Pourquoi 2026 constitue-t-elle une année décisive pour les copropriétés ?
La rentrée 2026 confirme une évolution profonde de la copropriété. La performance énergétique, la planification des travaux et l’encadrement des locations touristiques influencent désormais directement la gestion des immeubles, les charges et la valeur des logements.
Les copropriétaires ont donc intérêt à ne pas attendre les prochaines échéances pour agir. Le DPE collectif, le plan pluriannuel de travaux et l’étude des financements permettent d’établir une stratégie réaliste avant que l’urgence ne réduise les choix possibles. Cette anticipation devient particulièrement importante pour les logements classés F, concernés par l’interdiction de location à partir du 1er janvier 2028.
Une copropriété bien gérée ne se contente plus de réparer les problèmes lorsqu’ils apparaissent. Elle prépare ses investissements, protège le confort des occupants et préserve la valeur du patrimoine. En 2026, l’anticipation reste donc le meilleur moyen de transformer les nouvelles contraintes réglementaires en véritable opportunité pour l’immeuble.
Questions fréquentes sur les copropriétés en 2026
Quelles copropriétés doivent réaliser un DPE collectif en 2026 ?
Depuis le 1er janvier 2026, le DPE collectif concerne aussi les copropriétés de 50 lots ou moins dont le permis de construire date d’avant le 1er janvier 2013.
Le DPE collectif remplace-t-il le DPE du logement ?
Non.

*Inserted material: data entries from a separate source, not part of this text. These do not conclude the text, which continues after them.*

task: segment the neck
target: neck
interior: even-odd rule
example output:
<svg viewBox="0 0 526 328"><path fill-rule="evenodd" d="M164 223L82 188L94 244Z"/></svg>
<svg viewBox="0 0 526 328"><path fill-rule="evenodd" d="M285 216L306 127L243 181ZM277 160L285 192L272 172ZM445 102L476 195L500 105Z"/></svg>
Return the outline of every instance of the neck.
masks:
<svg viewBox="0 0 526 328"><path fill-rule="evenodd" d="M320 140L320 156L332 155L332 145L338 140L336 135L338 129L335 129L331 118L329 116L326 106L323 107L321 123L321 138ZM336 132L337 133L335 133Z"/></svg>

Le DPE collectif évalue l’ensemble du bâtiment, tandis que le DPE individuel mesure la performance du logement vendu ou loué.
Un logement classé F peut-il encore être loué en 2026 ?
Oui, mais son interdiction de location intervient à partir du 1er janvier 2028 selon le calendrier actuellement prévu. Les travaux collectifs doivent donc se préparer dès maintenant.
Une copropriété peut-elle interdire les locations touristiques ?
Elle peut modifier son règlement sous certaines conditions afin d’interdire les meublés touristiques qui ne constituent pas une résidence principale. La décision relève de la majorité prévue par l’article 26.
Quelles aides financent les travaux collectifs ?
MaPrimeRénov’ Copropriété, les certificats d’économies d’énergie, l’éco-prêt à taux zéro collectif, la TVA réduite et certaines aides locales peuvent réduire le reste à charge.